11:00 AM - 11:15 AM
[SEM35-08] Sparse 3-D magnetic inversion using combined L1-L2 norm regularization: read data analysis.
Keywords:inversion, geomagnetic structure, sparse regularization
This study proposed an inversion method to determine a 3D magnetic model that reproduces the observed magnetic anomaly. To obtain a sharp and focused magnetic model, proposed method used the combination of L1 and L2 norm regularization. Both of L1 and L2 regularization methods are very popular and promising way for an ill-posed inverse problem. They have useful advantages, but also have drawbacks. The L2 regularization improves the stability of the solution by replacing the ill-posed problem to a nearby well-posed problem, but resultant solution has too smooth nature. L1 regularization provides sparseness of the model, but resultant solution has excessively sparse nature in the case of the potential inverse problem.
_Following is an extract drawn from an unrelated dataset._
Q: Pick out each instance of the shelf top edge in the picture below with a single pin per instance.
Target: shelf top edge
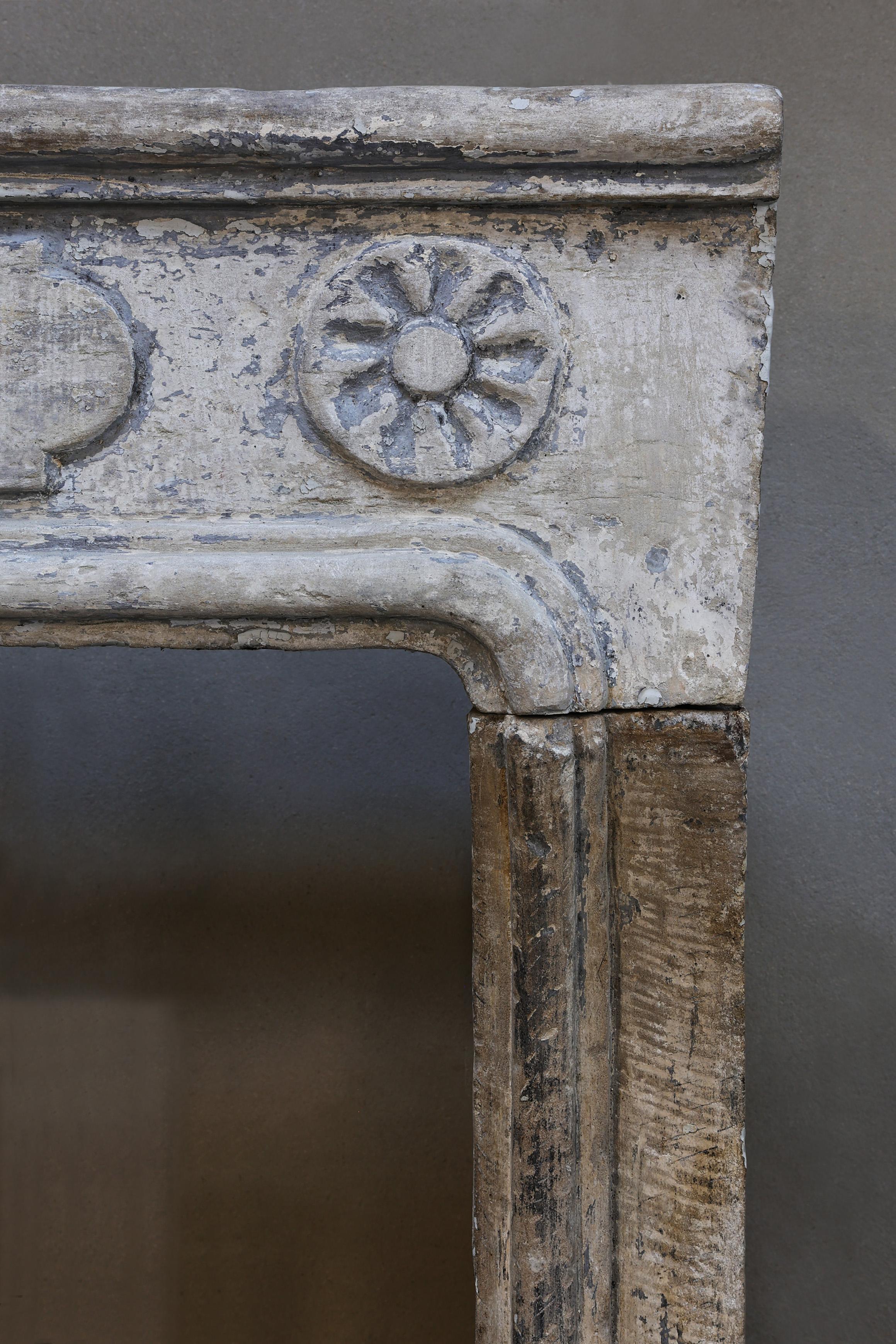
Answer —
(402, 127)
By incorporating these methods together, we can obtain a stable and appropriately sparse solution. However, in this case, we have to choose two regularization parameters that control the strength of L1 and L2 regularization. So, the way to select these parameters is a critical problem. This paper also provided a procedure to choose the suitable regularization parameters based on L-curve criterion. In our presentation, we show the detail of our proposed inversion method as well as the results obtained by applying our proposed method to the real data acquired by the aeromagnetic survey on some volcano.